Rektor Unisnu Jepara : Ilmu Marketing Dibutuhkan dalam Mengelola Perguruan Tinggi

Rektor Unisnu Jepara : Ilmu Marketing Dibutuhkan dalam Mengelola Perguruan Tinggi

Marketing merupakan sebuah ilmu penting yang harus dimiliki semua orang termasuk sivitas akademika perguruan tinggi. Tanpa adanya ilmu marketing yang baik, semua profesi akan sulit untuk mendapatkan respon dari masyarakat. Perkembangan dan penggunaan teknologi dalam area pemasaran pun sudah seharusnya bisa digunakan dengan baik. Di era ini juga, marketing dan entrepreneur sudah menjadi satu kesatuan yang saling berkaitan sehingga tidak bisa dilepaskan satu sama lain.

Hal ini disampaikan Hermawan Kartajaya selaku Founder & Chairman MarkPlus, Inc., saat membuka  acara Talk show Marketeers Goes to Campus episode 22 yang disajikan melalui aplikasi Zoom Meeting dan ditayangkan secara langsung oleh channel YouTube MarketeersTV, pada Sabtu (4/9/2021).

Dalam diskusi kali ini, Rektor Universitas Islam Nahdlatul Ulama (Unisnu) Jepara, Dr. H. Sa’dullah Assa’idi, M.Ag., diundang sebagai narasumber bersama Ketua STAB Nalanda, Dr. Muljadi, S. Kom., MM.

Unisnu dan Markplus


Dr. H. Sa’dullah Assa’idi, M.Ag., menyampaikan bahwa ilmu marketing dibutuhkan dalam mengelola perguruan tinggi. Dalam strategi pemasaran, sebuah perguruan tinggi hendaknya membangun kompetensi sumber daya manusia untuk menghasilkan pengaruh atau karya produktif yang tentunya dapat bermanfaat bagi internal perguruan tinggi itu sendiri dan juga kepada masyarakat.

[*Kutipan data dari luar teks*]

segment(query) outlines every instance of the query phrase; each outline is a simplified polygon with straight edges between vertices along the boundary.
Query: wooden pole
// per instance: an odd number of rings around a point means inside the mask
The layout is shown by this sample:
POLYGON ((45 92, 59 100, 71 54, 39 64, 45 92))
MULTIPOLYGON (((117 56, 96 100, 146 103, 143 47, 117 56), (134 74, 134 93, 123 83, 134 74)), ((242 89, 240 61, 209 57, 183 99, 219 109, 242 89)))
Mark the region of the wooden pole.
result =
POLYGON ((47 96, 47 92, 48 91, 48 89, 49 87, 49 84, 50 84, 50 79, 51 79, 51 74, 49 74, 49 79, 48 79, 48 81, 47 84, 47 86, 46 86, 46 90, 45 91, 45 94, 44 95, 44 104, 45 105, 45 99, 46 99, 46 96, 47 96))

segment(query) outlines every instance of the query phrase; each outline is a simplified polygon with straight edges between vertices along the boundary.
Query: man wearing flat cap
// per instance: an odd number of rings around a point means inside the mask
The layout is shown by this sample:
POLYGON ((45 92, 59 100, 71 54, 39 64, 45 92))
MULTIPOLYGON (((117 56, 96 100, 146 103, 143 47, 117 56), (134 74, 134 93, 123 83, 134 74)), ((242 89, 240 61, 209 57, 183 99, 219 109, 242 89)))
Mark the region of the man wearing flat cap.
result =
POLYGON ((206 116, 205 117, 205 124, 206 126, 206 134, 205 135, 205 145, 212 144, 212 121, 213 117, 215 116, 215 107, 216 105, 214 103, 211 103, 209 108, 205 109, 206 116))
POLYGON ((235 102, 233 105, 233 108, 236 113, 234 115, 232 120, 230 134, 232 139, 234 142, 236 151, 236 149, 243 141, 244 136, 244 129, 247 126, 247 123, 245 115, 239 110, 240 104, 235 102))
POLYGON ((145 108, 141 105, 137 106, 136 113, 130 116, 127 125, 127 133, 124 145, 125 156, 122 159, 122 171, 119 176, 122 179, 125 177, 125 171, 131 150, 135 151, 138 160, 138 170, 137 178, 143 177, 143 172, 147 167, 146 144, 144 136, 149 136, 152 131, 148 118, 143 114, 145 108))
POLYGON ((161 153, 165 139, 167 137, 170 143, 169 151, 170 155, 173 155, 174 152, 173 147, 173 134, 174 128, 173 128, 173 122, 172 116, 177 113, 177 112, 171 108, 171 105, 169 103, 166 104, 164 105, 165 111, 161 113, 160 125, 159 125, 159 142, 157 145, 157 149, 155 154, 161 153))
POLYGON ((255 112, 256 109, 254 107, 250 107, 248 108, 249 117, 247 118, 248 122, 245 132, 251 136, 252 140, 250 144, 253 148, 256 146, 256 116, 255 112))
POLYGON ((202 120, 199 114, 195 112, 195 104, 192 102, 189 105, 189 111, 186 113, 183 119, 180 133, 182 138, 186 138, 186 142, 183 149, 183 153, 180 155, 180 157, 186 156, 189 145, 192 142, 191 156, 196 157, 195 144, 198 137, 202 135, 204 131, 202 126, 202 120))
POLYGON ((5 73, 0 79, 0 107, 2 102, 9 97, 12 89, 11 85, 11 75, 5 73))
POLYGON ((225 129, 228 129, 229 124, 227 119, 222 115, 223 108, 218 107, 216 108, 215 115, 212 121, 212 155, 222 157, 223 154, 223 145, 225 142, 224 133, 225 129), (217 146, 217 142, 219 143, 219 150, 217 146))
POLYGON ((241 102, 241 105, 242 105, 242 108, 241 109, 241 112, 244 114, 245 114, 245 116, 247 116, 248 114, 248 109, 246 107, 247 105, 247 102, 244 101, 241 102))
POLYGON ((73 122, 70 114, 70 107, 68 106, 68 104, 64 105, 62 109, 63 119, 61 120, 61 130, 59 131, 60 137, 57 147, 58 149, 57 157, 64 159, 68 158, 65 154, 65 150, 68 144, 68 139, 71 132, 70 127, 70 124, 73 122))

Dalam memperkuat brand image dan kesan masyarakat terhadap kampus, lebih lanjut Rektor Unisnu Jepara menyampaikan, “Yang paling penting dalam hal ini adalah memahami mindset. Berbicara tentang brand image, kita harus membangun kebersamaan dengan masyarakat, karena adaptasi dan transformasi merupakan sebuah kenyataan yang berdampingan dengan lingkungan, jika keduanya sudah terbentuk, baru kita membuat rancangan strategi untuk menatap dan mewujudkan masa depan”. Ungkapnya.

Unisnu Jepara juga menjadi salah satu kampus Nahdlatul Ulama di Indonesia yang menerima kehadiran mahasiswa non-muslim guna menguatkan karakter kebangsaan akademik untuk menerima keberagaman kepercayaan di Indonesia.

Selain itu, Dr. H. Sa’dullah Assa’idi, M.Ag., menegaskan bahwa Unisnu Jepara selalu memaksimalkan enersi moral, karena moral adalah elan vital serta semangat dasar bagi kehidupan yang harus diwujudkan dalam bentuk ketahanan sebagai peluang, ketahanan itu sendiri terfokus pada 5 hal : ketahanan hidup; ketahan sehat; ketahanan muda; ketahanan kesempatan (sesuatu yang tidak boleh kita abaikan); dan ketahanan kecukupan (sebagai prinsip agama).

Unisnu Jepara juga turut berperan aktif dalam menghadapi krisis pandemi saat ini, hal ini diwujudkan Unisnu Jepara dengan membentuk satgas covid-19 yang terlibat langsung  memfasilitiasi terselenggaranya vaksinansi covid-19 bagi mahasiswa, dosen, tenaga kependidikan dan juga masyarakat umum.

Hermawan Kartajaya menegaskan bahwa perguruan tinggi di seluruh Indonesia dituntut untuk mampu menyesuaikan diri dengan perkembangan zaman yang terjadi hingga mampu beradaptasi dengan pandemi yang tengah terjadi. “Jangan jadikan pandemi covid-19 sebagai hambatan, tapi jadikan sebagai pemicu perubahan,” tandasnya.